La nasa ha lanciato in orbita, dalla Florida, un satellite che trasporta un nuovo strumento che permetterà di misurare l’inquinamento atmosferico in Nord America ora per ora, quartiere per quartiere. Si chiama ‘Tempo‘ e dovrebbe consentire di monitorare la diffusione degli inquinanti in modo molto più accurato di quanto fatto finora, a partire dalla loro fonte e durante la loro propagazione tramite il vento.

I dati raccolti saranno utilizzati dall’Agenzia statunitense per la protezione dell’ambiente (EPA) e dall’Agenzia nazionale oceanica e atmosferica (NOAA), responsabile delle previsioni sulla qualità dell’aria negli Stati Uniti. Le applicazioni sono numerose: migliorare gli avvisi ai residenti in caso di cattiva qualità dell’aria, determinare meglio dove installare nuovi rilevatori a terra e aiutare la ricerca sull’impatto degli inquinanti atmosferici sulla salute. Ma anche per monitorare l’inquinamento causato dagli incendi, sempre più frequenti a causa del riscaldamento globale.

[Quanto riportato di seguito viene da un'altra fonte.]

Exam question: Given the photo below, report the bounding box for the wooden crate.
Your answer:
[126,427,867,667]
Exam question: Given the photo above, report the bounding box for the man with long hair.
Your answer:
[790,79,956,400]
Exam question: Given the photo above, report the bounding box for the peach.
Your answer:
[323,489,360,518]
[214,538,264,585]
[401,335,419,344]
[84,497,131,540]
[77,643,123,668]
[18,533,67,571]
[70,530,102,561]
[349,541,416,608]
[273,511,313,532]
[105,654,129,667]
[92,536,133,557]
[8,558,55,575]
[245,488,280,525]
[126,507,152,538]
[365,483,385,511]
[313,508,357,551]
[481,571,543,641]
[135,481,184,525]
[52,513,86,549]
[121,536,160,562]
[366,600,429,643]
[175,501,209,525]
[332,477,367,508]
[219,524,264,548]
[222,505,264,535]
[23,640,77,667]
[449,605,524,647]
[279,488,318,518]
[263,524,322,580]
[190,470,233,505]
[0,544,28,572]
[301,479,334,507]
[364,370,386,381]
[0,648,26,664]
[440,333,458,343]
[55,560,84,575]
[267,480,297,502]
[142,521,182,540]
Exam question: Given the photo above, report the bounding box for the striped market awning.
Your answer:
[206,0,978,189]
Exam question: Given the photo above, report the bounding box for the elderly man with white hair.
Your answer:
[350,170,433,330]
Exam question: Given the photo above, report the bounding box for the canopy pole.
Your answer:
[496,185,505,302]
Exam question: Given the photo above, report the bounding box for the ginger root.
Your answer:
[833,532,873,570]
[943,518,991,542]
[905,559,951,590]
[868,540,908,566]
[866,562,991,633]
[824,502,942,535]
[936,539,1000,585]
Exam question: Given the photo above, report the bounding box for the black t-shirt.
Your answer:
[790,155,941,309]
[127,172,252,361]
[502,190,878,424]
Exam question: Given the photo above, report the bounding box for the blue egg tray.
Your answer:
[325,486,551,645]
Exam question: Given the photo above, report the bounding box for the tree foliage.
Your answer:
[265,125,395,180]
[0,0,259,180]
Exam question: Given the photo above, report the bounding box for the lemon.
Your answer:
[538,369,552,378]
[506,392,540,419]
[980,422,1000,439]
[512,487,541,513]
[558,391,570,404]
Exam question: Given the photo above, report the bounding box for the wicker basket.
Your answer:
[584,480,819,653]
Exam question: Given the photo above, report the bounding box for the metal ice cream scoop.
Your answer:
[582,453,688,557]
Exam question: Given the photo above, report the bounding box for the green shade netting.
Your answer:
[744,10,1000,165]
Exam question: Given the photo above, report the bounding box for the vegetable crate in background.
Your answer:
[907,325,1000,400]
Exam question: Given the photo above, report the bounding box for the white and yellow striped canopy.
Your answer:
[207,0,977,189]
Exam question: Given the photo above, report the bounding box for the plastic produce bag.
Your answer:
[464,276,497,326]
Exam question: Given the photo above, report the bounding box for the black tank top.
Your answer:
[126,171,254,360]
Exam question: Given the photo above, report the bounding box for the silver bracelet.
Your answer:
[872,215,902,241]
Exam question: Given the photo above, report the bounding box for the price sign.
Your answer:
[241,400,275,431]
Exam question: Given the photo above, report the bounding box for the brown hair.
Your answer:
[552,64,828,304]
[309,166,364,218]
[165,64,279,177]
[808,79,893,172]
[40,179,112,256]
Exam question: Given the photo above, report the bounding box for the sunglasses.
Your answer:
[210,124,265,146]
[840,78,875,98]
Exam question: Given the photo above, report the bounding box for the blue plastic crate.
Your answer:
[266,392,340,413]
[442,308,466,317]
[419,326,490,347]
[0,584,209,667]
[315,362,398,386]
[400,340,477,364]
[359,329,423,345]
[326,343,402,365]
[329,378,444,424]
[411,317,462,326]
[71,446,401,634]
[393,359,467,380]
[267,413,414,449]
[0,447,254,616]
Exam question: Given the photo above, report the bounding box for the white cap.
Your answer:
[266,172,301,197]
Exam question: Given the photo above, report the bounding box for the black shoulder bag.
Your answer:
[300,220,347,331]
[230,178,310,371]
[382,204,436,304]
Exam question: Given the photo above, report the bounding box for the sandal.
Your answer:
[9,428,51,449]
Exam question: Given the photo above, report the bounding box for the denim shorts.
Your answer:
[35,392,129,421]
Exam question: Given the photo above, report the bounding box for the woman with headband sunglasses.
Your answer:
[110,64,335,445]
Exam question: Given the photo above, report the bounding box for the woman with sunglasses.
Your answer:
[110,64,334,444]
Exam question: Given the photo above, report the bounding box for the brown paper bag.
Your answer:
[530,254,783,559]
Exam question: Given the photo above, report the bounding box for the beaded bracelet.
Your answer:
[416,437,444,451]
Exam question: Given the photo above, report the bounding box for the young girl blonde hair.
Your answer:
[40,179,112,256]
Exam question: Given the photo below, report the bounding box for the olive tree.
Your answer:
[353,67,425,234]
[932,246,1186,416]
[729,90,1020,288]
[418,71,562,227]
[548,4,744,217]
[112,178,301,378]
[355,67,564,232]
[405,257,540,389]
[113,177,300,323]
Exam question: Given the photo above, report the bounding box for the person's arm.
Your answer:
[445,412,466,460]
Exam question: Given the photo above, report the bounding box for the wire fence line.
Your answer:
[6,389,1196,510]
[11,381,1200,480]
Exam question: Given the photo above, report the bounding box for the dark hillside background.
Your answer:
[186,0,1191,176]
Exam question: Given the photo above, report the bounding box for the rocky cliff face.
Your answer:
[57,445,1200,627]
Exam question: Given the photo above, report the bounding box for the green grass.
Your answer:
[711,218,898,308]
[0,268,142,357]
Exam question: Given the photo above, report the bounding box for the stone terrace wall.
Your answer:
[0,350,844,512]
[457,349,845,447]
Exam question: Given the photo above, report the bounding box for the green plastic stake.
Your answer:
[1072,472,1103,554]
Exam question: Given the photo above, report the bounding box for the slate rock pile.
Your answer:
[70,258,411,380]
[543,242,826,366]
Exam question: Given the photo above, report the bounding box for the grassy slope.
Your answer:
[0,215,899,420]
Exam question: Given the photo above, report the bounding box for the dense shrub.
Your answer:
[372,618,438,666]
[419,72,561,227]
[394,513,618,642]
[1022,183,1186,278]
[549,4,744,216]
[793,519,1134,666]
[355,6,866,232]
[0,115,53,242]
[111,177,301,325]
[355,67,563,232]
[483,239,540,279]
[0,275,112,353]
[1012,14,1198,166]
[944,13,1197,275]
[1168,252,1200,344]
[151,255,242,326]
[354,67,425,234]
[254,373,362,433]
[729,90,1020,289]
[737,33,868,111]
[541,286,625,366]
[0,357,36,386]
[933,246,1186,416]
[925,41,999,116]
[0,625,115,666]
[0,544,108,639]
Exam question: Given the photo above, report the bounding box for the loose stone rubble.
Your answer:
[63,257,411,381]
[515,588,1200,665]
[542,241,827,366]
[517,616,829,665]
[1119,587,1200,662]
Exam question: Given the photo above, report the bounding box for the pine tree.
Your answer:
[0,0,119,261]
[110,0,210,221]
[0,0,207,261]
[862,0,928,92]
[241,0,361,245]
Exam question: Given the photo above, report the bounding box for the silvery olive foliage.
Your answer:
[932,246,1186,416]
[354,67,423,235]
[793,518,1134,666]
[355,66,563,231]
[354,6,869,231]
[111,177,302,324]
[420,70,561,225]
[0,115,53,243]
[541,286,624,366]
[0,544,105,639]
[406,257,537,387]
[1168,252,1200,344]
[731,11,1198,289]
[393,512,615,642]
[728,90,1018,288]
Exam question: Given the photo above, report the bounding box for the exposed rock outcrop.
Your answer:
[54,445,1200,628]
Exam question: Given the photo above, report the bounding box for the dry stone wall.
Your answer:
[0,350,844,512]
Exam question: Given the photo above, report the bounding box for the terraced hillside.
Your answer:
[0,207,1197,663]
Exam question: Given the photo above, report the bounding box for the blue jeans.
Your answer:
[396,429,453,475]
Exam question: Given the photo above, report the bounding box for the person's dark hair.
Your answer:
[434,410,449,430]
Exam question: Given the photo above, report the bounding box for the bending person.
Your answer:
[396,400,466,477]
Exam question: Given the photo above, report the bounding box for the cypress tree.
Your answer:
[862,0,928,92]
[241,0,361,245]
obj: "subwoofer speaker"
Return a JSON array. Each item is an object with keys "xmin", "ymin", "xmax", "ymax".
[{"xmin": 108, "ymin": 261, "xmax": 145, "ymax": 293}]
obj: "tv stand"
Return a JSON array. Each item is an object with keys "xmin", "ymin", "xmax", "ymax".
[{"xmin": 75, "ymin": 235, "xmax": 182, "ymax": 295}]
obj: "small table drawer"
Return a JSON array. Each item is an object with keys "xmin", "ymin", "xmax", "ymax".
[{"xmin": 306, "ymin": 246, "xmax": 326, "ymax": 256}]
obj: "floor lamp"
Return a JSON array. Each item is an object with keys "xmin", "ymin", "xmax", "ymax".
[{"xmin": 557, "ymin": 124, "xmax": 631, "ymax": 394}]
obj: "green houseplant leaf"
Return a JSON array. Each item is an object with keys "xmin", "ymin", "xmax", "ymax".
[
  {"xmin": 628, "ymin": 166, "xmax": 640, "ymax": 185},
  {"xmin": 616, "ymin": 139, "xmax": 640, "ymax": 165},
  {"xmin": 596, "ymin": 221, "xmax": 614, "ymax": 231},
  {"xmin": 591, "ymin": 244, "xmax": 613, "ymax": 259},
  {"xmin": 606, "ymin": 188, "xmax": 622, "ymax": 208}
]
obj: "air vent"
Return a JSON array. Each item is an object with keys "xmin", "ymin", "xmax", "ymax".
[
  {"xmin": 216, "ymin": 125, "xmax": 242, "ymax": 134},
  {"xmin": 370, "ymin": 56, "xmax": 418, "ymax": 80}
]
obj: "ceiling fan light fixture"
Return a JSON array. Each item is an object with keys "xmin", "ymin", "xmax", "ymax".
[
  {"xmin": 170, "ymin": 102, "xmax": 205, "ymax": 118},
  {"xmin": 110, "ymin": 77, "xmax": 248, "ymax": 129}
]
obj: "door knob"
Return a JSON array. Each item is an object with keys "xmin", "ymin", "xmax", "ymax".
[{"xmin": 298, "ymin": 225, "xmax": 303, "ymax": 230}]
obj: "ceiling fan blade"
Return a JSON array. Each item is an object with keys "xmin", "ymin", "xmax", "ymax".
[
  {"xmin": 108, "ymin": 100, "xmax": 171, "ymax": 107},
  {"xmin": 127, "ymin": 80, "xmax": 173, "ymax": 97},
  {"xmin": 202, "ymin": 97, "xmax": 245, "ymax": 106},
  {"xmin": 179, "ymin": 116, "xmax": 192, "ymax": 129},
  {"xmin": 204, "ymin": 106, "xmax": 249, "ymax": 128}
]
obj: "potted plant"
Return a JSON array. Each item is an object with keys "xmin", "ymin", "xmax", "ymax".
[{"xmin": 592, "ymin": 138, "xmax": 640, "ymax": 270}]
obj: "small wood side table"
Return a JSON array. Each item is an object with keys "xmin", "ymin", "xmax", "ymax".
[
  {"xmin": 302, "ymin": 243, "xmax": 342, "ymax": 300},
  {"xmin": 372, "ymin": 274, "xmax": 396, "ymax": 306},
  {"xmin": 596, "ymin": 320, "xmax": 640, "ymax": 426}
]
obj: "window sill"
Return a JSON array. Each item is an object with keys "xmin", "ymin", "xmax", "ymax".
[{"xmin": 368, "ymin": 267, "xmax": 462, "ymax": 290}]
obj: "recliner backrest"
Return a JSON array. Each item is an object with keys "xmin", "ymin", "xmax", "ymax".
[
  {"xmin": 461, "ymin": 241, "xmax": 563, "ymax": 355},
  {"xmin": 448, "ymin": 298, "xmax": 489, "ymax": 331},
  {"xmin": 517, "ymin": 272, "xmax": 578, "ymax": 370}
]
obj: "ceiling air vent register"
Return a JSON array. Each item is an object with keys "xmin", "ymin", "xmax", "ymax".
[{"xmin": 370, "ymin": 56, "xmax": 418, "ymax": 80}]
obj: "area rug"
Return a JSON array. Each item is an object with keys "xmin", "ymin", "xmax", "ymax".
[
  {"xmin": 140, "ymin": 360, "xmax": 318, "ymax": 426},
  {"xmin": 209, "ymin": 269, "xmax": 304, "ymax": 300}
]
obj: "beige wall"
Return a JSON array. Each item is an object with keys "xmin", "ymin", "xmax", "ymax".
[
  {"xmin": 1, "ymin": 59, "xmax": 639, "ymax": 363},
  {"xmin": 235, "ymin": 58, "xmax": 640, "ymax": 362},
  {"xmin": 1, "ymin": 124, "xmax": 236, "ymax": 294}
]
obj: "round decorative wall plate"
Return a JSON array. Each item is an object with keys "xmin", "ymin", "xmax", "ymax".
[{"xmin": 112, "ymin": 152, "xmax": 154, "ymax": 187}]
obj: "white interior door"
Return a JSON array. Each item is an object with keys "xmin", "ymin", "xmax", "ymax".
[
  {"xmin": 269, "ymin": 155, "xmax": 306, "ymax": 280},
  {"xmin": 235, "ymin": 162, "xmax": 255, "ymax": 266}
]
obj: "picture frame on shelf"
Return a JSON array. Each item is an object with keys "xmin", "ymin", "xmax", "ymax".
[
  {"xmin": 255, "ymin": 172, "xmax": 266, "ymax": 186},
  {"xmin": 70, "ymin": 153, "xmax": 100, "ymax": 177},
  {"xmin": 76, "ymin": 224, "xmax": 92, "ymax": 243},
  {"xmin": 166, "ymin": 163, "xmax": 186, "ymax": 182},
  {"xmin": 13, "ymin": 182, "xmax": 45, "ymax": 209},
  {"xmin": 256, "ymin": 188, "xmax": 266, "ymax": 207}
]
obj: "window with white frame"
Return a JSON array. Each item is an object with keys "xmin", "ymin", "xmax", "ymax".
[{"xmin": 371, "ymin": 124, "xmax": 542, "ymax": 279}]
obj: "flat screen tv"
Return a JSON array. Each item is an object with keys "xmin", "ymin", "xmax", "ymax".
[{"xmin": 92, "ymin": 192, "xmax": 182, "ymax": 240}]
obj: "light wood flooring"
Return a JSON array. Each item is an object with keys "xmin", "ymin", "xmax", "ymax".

Secondo l’American Lung Association, circa il 40% degli americani (137 milioni di persone) vive in aree con scarsa qualità dell’aria. I quartieri più poveri sono colpiti in modo sproporzionato.
L’inquinamento atmosferico causa circa 60.000 morti premature all’anno negli Stati Uniti. È inoltre dannoso per l’economia, in quanto influisce sulla produttività dei lavoratori e sui raccolti.
I satelliti utilizzati finora per effettuare questo tipo di rilevazione negli Stati Uniti si trovano a un’altitudine di circa 700 km e girano intorno alla Terra circa 15 volte al giorno. “Così ogni giorno possiamo avere misurazioni sopra New York alle 13.30, per esempio“, spiega Caroline Nowlan, fisica dell’atmosfera presso il Center for Astrophysics, durante una conferenza stampa. Ma “a New York succedono molte cose in un giorno. Ci sono due ore di punta che non possiamo misurare“.

TEMPO, che pesa poco meno di 140 kg, sarà collegato a un satellite in orbita geostazionaria, a un’altitudine di oltre 35 000 km. Ruoterà quindi intorno alla Terra nello stesso momento in cui questa ruota su se stessa, permettendole di rimanere sopra il continente nordamericano. “Per la prima volta, saremo in grado di effettuare misurazioni orarie sopra il Nord America”, dichiara Caroline Nowlan. L’orbita geostazionaria è molto comune per i satelliti di comunicazione e TEMPO si basa su uno di essi: il satellite IS-40e di Intelsat.

Il satellite è decollato alle 12.30 (04.30 GMT) di venerdì a bordo di un razzo SpaceX Falcon 9 dal Kennedy Space Center in Florida. Il satellite effettuerà ulteriori spinte per posizionarsi nell’orbita corretta, il che dovrebbe richiedere circa due settimane, secondo Jean-Luc Froeliger, vicepresidente di Intelsat. A quel punto potranno iniziare le operazioni.
TEMPO opererà analizzando la luce riflessa dalla superficie delle nuvole, utilizzando uno spettrometro. Ogni gas assorbe la luce in modo diverso, quindi “possiamo vedere cosa c’è nell’atmosfera attraverso i colori, o le lunghezze d’onda, della luce che viene assorbita“, ha spiegato Caroline Nowlan.

Verranno effettuate tre misurazioni principali. In primo luogo, il biossido di azoto prodotto dalla combustione, in particolare dalle automobili a benzina o diesel, ma anche dalle centrali elettriche a carbone o a gas. Poi l’ozono, che quando è alto nell’atmosfera ci protegge dai raggi solari, ma diventa dannoso per la nostra salute quando si trova al suolo. Infine, la formaldeide, che può essere utilizzata per dedurre la presenza di composti organici volatili. Questi ultimi sono “ciò che rende certe cose odorose, come la vernice, la benzina o i pennarelli“, spiega la signora Nowlan. TEMPO, che opererà per almeno due anni ma quasi certamente per molto più tempo, si aggiunge alla flotta di circa 25 missioni di osservazione della Terra della NASA. Uno strumento simile a TEMPO, chiamato GEMS, è già in orbita geostazionaria e svolge la stessa missione sull’Asia dal suo decollo nel 2020. Un altro, Sentinel-4, è previsto a partire dal 2024 per coprire l’Europa.